Seorang kawan dengan muka ditekuk dan mbesungut mendatangi saya. Dia sudah tahu kalau saya banyak berseberangan pandangan dengan dia. Utamanya soal bela-membela agama.
Mukanya semakin mbesungut saat dia tahu bahwa saya tidak setuju dengan isu kriminalisasi ulama. Saya bilang kepadanya, mendapati fenomena yang ramai diperbincangkan belakangan soal isu kriminalisasi ulama, saya kepingkel-kepingkel ndak karu-karuan. Lucu. Ironis. Miris. Absurd.
Kawan saya itu tidak tinggal diam. Dia bilang kepada saya bahwa idola dan panutannya itu adalah simbol perlawanan.
“Di hadapan rezim yang memuja sistem dajjal seperti saat ini, beliau adalah tokoh utama yang lantang meneriakkan kebenaran. Beliau suara jernih jelmaan suara Tuhan. Beliau simbol perlawanan,” demikian kawan saya berapi-api.
Saya diam saja. Tidak menyahut sama sekali. Saya memerhatikan dengan seksama.
“Menurutmu bagaimana?” dia menyodorkan pertanyaan.
“Anu, kalau misalnya beliau itu simbol perlawanan, mengapa beliau malah lari dan ndak pulang-pulang? Kok beliau ndak milih untuk balik dan mengobarkan api perlawanan? Simbol perlawanan kok malah lari. Aneh,” tanya dan gugat saya.
Dia melotot. Saya senyum. Kami sama-sama diam.

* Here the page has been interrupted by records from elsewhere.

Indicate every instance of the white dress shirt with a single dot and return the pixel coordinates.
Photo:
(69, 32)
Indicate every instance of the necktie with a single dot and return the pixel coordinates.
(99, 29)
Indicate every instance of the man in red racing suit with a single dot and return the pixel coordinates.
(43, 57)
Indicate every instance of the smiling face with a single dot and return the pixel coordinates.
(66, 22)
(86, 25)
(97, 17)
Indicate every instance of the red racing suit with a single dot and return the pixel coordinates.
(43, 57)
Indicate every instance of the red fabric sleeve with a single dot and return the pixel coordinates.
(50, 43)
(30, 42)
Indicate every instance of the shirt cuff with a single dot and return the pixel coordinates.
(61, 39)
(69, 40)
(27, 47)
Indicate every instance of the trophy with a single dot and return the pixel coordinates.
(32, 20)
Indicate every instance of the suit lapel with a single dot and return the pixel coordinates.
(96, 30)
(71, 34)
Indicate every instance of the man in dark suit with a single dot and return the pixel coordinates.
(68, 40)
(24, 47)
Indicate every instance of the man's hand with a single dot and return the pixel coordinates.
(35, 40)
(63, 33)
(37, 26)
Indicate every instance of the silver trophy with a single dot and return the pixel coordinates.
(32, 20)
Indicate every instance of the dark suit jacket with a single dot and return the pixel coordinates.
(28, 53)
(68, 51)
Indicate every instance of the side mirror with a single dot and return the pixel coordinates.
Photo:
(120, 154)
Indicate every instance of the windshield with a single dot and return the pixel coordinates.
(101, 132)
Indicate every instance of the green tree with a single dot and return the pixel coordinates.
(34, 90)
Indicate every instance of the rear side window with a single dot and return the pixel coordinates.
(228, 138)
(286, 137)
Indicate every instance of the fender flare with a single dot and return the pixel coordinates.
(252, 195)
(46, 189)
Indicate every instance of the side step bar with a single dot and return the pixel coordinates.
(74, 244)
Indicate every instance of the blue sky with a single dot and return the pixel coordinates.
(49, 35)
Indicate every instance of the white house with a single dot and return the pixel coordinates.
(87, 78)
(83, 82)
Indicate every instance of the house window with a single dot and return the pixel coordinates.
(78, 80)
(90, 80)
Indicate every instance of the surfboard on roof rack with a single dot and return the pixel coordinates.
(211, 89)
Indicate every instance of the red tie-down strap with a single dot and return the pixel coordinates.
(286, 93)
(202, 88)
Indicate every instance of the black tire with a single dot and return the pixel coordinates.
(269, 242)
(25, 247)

Perbincangan usai dan selebihnya sepi. Kami sibuk dengan pikiran masing-masing.
Saya jadi ingat kata Pram, keberanian itu seperti otot manusia. Kalau tidak dilatih, dia akan jadi lemah. Cara latihannya dengan bertungkus-lumus menghadapi persoalan. Besar-kecil, tebal-tipis diameter persoalan itu bukanlah masalah.
Semakin minim latihan, semakin kendur pula otot-otot keberanian. Semakin jarang menghadapi persoalan, semakin ciut diameter nyali yang kita miliki.
Senyampang dengan Pram, Muchtar Lubis dalam Novelnya Harimau, Harimau bilang kekuatan manusia itu terletak di jiwanya, bukan di fisik dan raganya, apalagi jumlah massanya.
Nyali memang tak bisa dibeli, Encik Habib.